JR: Maybe some, but there was not a class on race, there was not one lecture on race. Or even one discussion, I don’t think race was a big issue at Carleton in the early 50’s.
I think it was more that my values and upbringings as a young child influenced that, and then, in a certain sense it was kind of accidental that I got involved in the Civil
Rights movement as a freedom writer. And a kind of naivety that I didn’t realize the violence I was getting myself into.
EN: What would you say to students who are aspiring activists?
JR: Don’t give up hope. Let me put it this way, in 1959 nobody who was “a realist” thought the Civil Rights movement could pass a Civil Rights Bill ending legalized segregation… Nobody in 1959 thought that was a political possibility. What the Civil Rights did and what your generation has to do is take your values and make a way where there appears to be no way. That’s what happened before and that’s what always happened when there is significance change.
Your generation is facing two huge moral failures of my generation.
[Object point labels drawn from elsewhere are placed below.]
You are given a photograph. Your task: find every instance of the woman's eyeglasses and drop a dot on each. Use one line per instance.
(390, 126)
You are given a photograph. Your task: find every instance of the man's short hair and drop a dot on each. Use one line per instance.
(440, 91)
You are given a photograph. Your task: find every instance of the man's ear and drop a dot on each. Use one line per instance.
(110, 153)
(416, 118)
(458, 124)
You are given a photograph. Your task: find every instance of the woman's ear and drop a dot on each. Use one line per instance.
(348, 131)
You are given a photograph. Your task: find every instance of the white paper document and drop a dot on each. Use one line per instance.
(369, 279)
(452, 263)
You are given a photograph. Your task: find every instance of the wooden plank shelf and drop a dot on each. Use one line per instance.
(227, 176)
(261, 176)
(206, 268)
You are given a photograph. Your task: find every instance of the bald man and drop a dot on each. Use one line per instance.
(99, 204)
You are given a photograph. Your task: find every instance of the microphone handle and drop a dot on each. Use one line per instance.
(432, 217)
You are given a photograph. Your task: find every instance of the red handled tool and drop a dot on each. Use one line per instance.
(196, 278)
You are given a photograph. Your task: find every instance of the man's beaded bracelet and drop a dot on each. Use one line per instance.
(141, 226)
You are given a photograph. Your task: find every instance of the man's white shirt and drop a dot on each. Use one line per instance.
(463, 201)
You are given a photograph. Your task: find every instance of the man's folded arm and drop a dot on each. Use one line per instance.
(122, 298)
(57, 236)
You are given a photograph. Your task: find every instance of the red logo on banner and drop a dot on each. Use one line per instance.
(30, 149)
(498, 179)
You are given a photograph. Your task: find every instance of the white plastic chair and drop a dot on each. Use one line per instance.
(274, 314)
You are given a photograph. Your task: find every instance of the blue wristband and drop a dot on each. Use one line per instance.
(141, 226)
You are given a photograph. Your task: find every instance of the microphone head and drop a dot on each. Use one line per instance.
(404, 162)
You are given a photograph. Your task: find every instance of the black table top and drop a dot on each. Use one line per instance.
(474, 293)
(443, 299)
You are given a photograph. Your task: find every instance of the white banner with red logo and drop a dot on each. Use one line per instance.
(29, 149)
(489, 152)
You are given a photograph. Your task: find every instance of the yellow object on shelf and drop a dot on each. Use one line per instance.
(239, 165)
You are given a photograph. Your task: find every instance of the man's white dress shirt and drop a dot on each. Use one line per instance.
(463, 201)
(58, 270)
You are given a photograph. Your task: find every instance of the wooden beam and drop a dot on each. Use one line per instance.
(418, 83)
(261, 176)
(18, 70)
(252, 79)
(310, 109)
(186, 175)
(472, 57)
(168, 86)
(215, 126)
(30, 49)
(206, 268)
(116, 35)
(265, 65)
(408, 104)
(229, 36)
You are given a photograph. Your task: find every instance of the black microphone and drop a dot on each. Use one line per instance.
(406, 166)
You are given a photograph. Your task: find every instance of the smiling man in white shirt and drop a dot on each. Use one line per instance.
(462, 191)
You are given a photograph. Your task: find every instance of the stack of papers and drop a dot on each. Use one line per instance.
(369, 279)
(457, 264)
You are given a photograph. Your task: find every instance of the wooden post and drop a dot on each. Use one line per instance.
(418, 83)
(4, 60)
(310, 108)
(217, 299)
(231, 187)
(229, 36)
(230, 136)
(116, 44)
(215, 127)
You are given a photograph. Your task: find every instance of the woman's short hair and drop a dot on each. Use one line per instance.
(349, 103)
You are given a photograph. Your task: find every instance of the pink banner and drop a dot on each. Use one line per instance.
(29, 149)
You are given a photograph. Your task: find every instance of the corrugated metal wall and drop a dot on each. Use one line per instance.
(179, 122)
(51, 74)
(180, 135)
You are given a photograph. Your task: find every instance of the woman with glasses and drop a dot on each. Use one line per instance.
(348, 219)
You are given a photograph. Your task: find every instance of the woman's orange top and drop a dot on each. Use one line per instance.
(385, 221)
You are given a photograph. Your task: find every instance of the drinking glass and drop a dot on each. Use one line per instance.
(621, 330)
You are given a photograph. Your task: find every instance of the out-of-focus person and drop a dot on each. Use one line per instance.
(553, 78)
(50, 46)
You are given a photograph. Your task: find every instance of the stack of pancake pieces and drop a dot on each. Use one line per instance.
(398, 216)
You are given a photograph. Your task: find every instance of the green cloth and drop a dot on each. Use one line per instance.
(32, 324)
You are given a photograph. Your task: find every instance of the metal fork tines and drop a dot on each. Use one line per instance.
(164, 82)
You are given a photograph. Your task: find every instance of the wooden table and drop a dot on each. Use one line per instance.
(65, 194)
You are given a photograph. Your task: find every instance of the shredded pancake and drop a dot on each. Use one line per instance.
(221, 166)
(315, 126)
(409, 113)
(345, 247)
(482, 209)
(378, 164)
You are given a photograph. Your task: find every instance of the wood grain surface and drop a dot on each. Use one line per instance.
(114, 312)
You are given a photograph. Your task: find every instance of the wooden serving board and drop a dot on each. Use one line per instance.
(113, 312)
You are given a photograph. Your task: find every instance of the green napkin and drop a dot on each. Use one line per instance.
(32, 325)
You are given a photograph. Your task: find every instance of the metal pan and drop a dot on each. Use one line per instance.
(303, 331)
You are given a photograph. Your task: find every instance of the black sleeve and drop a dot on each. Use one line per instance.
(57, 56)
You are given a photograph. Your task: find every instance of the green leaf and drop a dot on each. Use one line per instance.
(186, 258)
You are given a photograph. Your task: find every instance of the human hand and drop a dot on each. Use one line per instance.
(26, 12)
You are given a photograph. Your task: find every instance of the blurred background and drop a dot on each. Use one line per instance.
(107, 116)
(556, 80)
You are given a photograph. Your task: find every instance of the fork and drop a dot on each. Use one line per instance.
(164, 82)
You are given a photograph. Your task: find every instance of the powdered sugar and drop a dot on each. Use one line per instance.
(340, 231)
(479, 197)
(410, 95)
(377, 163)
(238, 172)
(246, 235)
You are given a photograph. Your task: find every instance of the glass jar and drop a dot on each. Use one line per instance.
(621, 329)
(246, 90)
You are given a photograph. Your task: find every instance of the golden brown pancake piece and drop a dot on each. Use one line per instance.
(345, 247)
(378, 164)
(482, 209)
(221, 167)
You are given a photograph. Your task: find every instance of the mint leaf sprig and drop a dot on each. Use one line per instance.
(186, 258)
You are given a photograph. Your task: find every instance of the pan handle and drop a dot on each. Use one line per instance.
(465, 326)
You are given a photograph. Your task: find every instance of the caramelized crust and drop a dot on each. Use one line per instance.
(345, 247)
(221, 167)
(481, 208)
My generation has failed. We have given you a world that is more and more unequal in terms of income and wealth, which means more and more unequal in terms of affective political power, which means we have given you a world gravely in danger in terms of its democratic future.
And we’ve given you a world that is unsustainable in terms of the present lifestyles. We have given you a world that in some curious way has a very dangerous future.
We have been failures. My generation has failed, and we have left your generation with very sticky, tough issues. And that was how it was back in the 60’s. And we found a way where there didn’t seem to be a way and your generation is going to have to do the same.